The Allocation of Engineering Resources

UCSF's small engineering group was already heavily committed: designing and producing new patient electrodes, a percutaneous connector system, a matching 4-channel trans-cutaneous transmitter-receiver, and matching compact portable speech processor -- to be used by the few research patients after they had completed 3-6 months of tests using the per-cutaneous system.

In addition to this, a "clinical version of this implant" was being developed and produced "under-the-gun" by the same engineering group for distribution to a substantial number of hospitals around the U.S. and in Britain!  This system was similar to the system that was to, and did, replace the few research patients' percutaneous system.  M White later learned from Mike Hirshorn, and others, that this "clinical implant-system" had been promised by R. Schindler to other clinics well before our formal NIH-sponsored, cochlear-implant group had a chance to build, let-alone test, any "truly new" speech processing systems.

The "clinical system" had been promised to otolaryngologists around the U.S. within the first year of the inception of our NIH human-implant grant.*   Mike Hirshorn had found that U.S. otolaryngologists were relatively uninterested in other cochlear implant systems at the time because they had been promised UCSF devices by R Shindler.  This allocation of engineering resources had a major impact on the research at UCSF.  It should be noted that many of the researchers in the UCSF group did NOT consider the multichannel analog system, described here, as "truly new."  [Reasons: (1) R Michelson and R Schindler had implanted patients with such scala tympani multichannel analog systems long before (and after) the start of our NIH grant (1978).**  (2) Don Eddington was already formally testing a similar analog system in Utah. (3) We felt that Helmholtz and Bekesy, had they had the electronic technology, would have naturally proposed such a system based-on their beautiful understanding of the cochlea.]  
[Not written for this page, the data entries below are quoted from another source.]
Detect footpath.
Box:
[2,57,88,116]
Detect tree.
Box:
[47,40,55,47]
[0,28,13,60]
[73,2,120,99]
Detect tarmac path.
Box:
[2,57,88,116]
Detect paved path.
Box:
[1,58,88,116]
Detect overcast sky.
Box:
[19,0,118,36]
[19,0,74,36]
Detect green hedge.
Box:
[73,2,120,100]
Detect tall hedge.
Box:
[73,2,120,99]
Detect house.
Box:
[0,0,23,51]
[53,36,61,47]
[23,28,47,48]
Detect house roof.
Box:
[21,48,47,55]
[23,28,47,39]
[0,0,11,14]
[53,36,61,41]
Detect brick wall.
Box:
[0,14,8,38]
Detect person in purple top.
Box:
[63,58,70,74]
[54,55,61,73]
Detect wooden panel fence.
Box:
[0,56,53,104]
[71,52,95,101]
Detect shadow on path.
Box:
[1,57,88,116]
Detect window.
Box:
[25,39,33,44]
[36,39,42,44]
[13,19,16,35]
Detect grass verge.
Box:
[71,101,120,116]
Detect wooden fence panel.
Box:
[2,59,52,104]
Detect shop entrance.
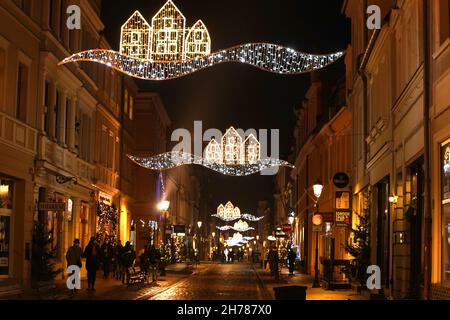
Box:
[376,177,390,289]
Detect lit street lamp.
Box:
[157,200,170,276]
[312,180,323,288]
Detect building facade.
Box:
[290,68,352,275]
[343,0,450,299]
[0,0,172,294]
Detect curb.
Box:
[252,264,274,300]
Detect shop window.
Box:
[16,63,28,122]
[0,179,14,278]
[79,203,89,249]
[47,211,62,259]
[442,142,450,281]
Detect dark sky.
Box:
[102,0,349,213]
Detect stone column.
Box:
[47,81,57,139]
[56,91,67,146]
[66,98,77,152]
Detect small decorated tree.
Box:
[345,213,370,286]
[31,221,62,284]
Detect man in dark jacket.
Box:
[83,237,100,291]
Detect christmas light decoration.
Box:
[128,139,294,176]
[60,0,344,80]
[216,220,255,232]
[59,43,344,80]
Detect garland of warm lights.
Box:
[216,220,255,232]
[59,43,344,80]
[128,151,294,176]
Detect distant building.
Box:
[120,0,211,62]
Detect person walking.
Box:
[287,248,297,276]
[121,241,136,285]
[268,246,280,279]
[83,237,100,291]
[66,239,83,293]
[100,239,113,279]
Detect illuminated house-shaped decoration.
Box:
[120,11,150,59]
[184,20,211,60]
[150,0,186,61]
[222,127,245,165]
[244,134,261,164]
[205,139,223,163]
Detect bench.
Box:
[127,267,147,289]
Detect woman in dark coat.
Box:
[83,237,100,291]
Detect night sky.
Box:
[102,0,350,213]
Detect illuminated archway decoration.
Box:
[211,201,264,221]
[216,220,255,232]
[60,0,344,80]
[128,127,294,176]
[59,43,344,80]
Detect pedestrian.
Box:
[121,241,136,285]
[66,239,83,292]
[83,237,100,291]
[100,238,113,279]
[288,248,297,275]
[268,246,280,279]
[113,240,123,280]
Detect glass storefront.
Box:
[0,178,14,278]
[442,142,450,281]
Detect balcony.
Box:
[38,136,94,183]
[0,112,37,155]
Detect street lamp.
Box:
[312,180,323,288]
[157,200,170,276]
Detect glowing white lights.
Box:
[216,220,255,232]
[59,43,344,80]
[128,151,294,176]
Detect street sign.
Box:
[336,209,352,227]
[333,172,350,189]
[281,224,292,232]
[312,224,323,232]
[320,212,334,224]
[38,202,66,211]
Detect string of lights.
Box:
[128,151,294,176]
[59,43,344,80]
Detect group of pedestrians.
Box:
[66,237,147,291]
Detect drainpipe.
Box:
[422,0,432,300]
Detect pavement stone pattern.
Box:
[10,262,367,300]
[151,263,262,300]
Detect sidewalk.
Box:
[253,265,366,300]
[19,263,202,300]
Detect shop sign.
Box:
[442,143,450,204]
[320,212,334,223]
[98,191,112,206]
[0,257,9,267]
[312,224,323,232]
[173,224,186,234]
[333,172,350,189]
[336,209,352,227]
[38,202,66,211]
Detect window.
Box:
[64,98,72,144]
[43,81,50,134]
[52,90,61,138]
[0,178,14,278]
[123,89,129,115]
[47,211,62,258]
[128,96,134,120]
[16,63,28,122]
[441,142,450,281]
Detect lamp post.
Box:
[197,221,203,262]
[312,180,323,288]
[211,231,216,263]
[157,200,170,276]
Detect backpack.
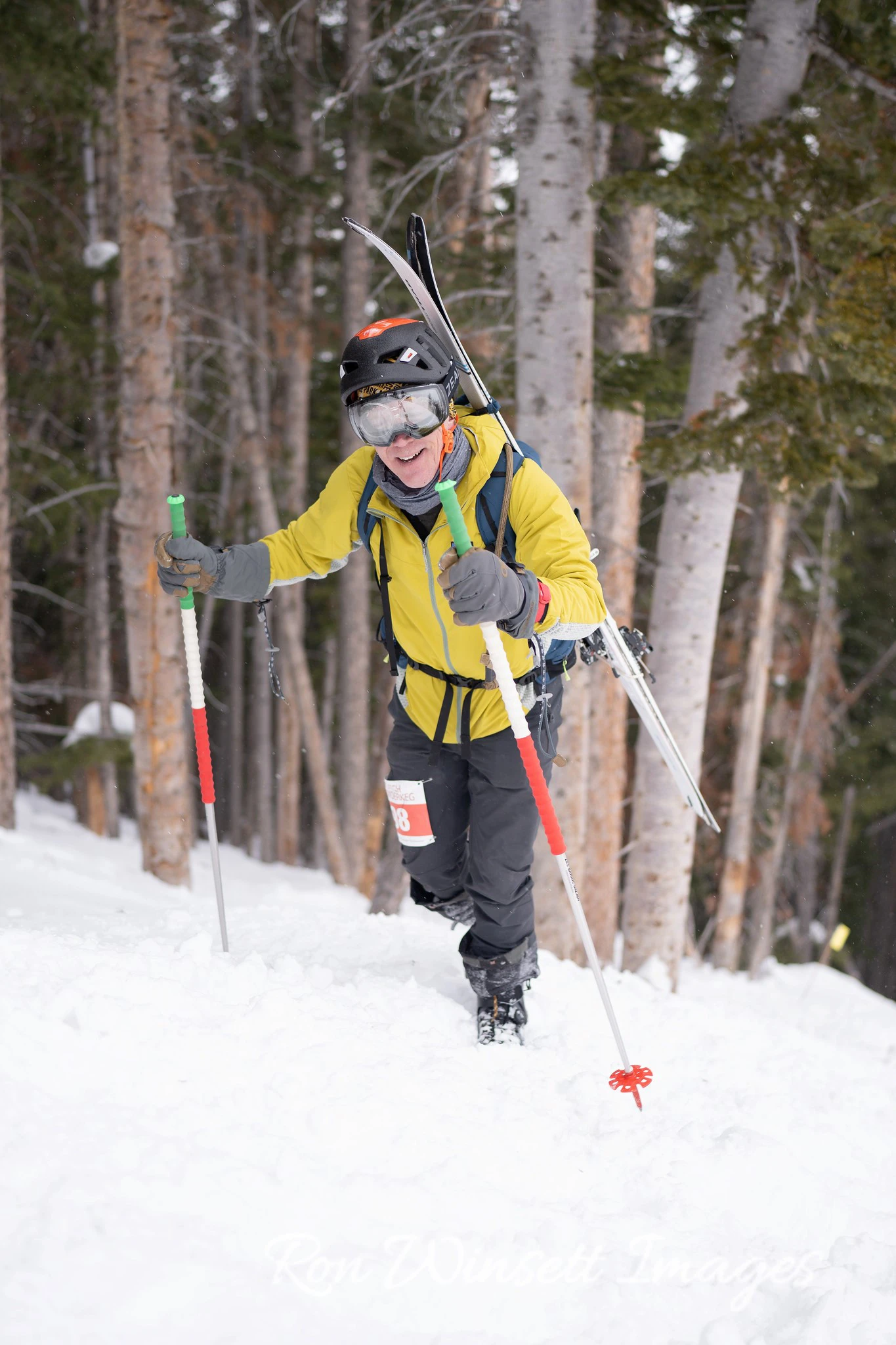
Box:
[357,440,575,676]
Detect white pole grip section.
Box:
[180,607,205,710]
[480,621,532,738]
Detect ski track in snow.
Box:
[0,795,896,1345]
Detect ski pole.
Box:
[168,495,230,952]
[435,480,653,1111]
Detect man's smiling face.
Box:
[376,421,453,489]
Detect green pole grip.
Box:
[435,479,473,556]
[168,495,186,537]
[168,495,196,612]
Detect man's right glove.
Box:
[154,533,270,603]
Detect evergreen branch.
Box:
[811,36,896,102]
[828,640,896,724]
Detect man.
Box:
[156,317,606,1042]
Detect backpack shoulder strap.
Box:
[475,443,542,561]
[357,467,376,552]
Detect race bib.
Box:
[385,780,435,845]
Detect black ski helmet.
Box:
[339,317,459,406]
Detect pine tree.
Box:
[116,0,192,884]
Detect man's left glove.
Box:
[439,548,539,640]
[154,533,270,603]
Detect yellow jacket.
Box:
[263,409,607,742]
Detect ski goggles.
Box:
[347,384,452,448]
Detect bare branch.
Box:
[811,36,896,102]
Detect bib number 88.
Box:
[391,805,411,831]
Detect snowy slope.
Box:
[0,795,896,1345]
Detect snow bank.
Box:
[0,796,896,1345]
[62,701,135,748]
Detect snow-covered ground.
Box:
[0,795,896,1345]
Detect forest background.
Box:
[0,0,896,997]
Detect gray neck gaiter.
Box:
[373,425,471,516]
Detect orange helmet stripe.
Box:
[354,317,419,340]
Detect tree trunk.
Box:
[712,493,788,971]
[516,0,595,956]
[449,0,501,254]
[624,0,815,986]
[277,5,316,864]
[0,127,16,827]
[582,92,657,961]
[750,481,840,977]
[339,0,371,882]
[116,0,191,882]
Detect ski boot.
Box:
[475,986,528,1045]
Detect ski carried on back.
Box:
[343,215,719,831]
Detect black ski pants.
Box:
[388,678,563,974]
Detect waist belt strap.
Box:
[430,682,454,765]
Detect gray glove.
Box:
[156,533,270,603]
[439,548,539,639]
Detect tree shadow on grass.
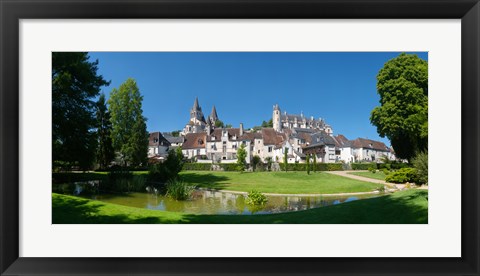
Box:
[181,172,231,190]
[52,196,184,224]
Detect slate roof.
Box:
[238,132,262,142]
[261,128,286,145]
[182,132,207,149]
[207,128,240,142]
[148,131,170,147]
[310,131,336,146]
[163,132,183,144]
[352,138,390,152]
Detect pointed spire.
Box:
[193,97,199,110]
[210,105,218,121]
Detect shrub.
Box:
[385,168,418,183]
[165,178,195,200]
[148,149,183,182]
[351,163,377,170]
[252,155,261,171]
[182,163,212,171]
[412,152,428,184]
[245,190,268,205]
[281,163,343,172]
[218,163,239,172]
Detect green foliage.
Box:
[237,143,247,172]
[183,163,212,171]
[252,155,262,171]
[281,163,343,172]
[245,190,268,205]
[412,152,428,184]
[265,156,273,171]
[217,163,239,172]
[96,93,115,170]
[305,154,310,174]
[108,78,148,167]
[283,148,288,172]
[148,147,184,183]
[370,53,428,160]
[165,178,195,200]
[385,168,418,183]
[52,52,109,169]
[351,163,377,170]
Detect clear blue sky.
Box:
[90,52,428,145]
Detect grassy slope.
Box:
[348,171,386,180]
[52,190,428,224]
[180,171,380,194]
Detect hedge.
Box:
[280,163,343,171]
[183,163,212,171]
[351,163,377,170]
[216,163,238,172]
[351,162,412,170]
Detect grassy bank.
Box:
[53,171,381,194]
[348,171,386,181]
[180,172,381,194]
[52,190,428,224]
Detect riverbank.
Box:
[52,189,428,224]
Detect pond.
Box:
[53,181,382,215]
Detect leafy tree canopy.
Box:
[237,143,247,171]
[108,78,148,167]
[96,93,115,169]
[52,52,109,169]
[370,53,428,160]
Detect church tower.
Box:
[190,97,205,123]
[272,104,282,132]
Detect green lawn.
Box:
[348,171,386,180]
[180,171,381,194]
[52,190,428,224]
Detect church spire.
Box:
[193,97,199,110]
[210,105,218,121]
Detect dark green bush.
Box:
[280,163,343,171]
[218,163,239,172]
[165,178,195,200]
[245,190,267,205]
[183,163,212,171]
[148,149,183,183]
[385,168,418,183]
[351,163,377,170]
[412,152,428,184]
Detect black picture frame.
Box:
[0,0,480,275]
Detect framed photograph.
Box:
[0,0,480,275]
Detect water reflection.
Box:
[54,182,380,215]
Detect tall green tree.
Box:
[52,52,109,169]
[108,78,148,167]
[283,148,288,172]
[237,143,247,172]
[306,154,310,174]
[96,93,115,169]
[370,53,428,160]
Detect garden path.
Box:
[327,170,405,190]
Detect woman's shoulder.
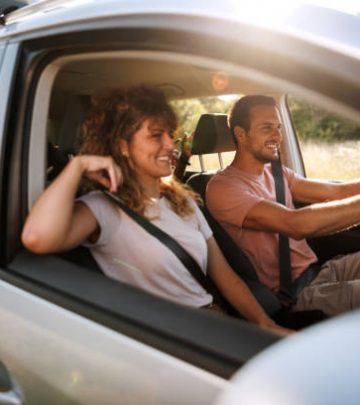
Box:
[76,190,116,209]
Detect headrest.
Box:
[192,114,236,155]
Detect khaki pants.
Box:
[293,252,360,316]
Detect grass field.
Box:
[301,141,360,180]
[188,141,360,180]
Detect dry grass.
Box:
[301,141,360,180]
[188,141,360,181]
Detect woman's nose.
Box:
[163,132,174,150]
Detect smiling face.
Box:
[120,119,174,182]
[241,105,282,163]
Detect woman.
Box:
[22,86,288,334]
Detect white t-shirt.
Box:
[78,191,212,307]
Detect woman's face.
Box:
[122,119,174,179]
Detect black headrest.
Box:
[192,114,236,155]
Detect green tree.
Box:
[289,97,360,142]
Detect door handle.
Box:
[0,361,24,405]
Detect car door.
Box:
[0,3,278,404]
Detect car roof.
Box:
[4,0,360,58]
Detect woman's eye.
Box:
[152,132,162,139]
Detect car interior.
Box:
[4,41,360,376]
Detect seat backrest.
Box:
[186,114,281,316]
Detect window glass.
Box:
[171,94,241,172]
[288,97,360,181]
[0,43,5,66]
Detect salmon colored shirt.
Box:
[206,164,317,291]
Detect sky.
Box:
[306,0,360,14]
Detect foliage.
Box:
[171,95,360,142]
[289,98,360,142]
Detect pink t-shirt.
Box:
[206,164,317,291]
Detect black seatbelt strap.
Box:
[102,190,226,308]
[271,158,296,302]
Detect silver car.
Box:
[0,0,360,405]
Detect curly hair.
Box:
[78,85,200,217]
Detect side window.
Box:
[288,97,360,181]
[0,43,5,67]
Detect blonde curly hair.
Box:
[78,85,200,217]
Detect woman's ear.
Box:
[234,126,246,145]
[119,139,129,158]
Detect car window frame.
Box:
[0,26,279,378]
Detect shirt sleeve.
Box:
[206,177,264,228]
[76,191,121,248]
[283,166,303,191]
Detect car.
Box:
[0,0,360,405]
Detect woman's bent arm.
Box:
[22,156,121,253]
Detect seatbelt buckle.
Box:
[276,290,297,308]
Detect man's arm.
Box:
[243,195,360,240]
[291,178,360,204]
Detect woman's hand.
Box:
[74,155,123,193]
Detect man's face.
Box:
[242,105,282,163]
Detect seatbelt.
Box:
[271,157,296,303]
[102,190,226,309]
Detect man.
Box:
[206,96,360,315]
*  In this investigators opinion, it is quite possible that the rivalry between the UCSF and the House Institute surgical staff was at least partially responsible for the many extra tasks that the engineering group was assigned.

** It should be noted that almost all early multichannel analog systems used unisolated, voltage-controlled stimulators.  To create a truly multi-channel system required that each channel's stimulator be electrically isolated from the other channels.  It should be noted that the electrode contact impedances were far larger than the tissue and perilymph impedances in multichannel implants (see //TBD).  As a consequence, defining such systems using unisolated channels as "multichannel" is questionable at best.  In contrast, Don Eddington's real-time multichannel analog system did use channel-isolated, current-controlled stimulators -- as did UCSF's 8-channel non-real-time speech processing laboratory system. UCSF's portable, take-home device had isolated channels, but used voltage drivers. Whereas, UCSF's table-top real-time systems had isolated current sources (as well as isolated voltage sources as an option, for comparison purposes). See pp. 166 of Merzenich, 1983 for a diagram of one commonly-used configuration of UCSF's table-top real-time 4-channel analog processor. An aside:  I remember hearing that Dr. Hall and Dr. James Flanagan from Bell Labs designed and built one or more optically-isolated current sources in the 1960s for cochlear implant research that they had conducted with Blair Simmons.  When I was doing the same thing 10 years later for animal experiments, I certainly felt in good company!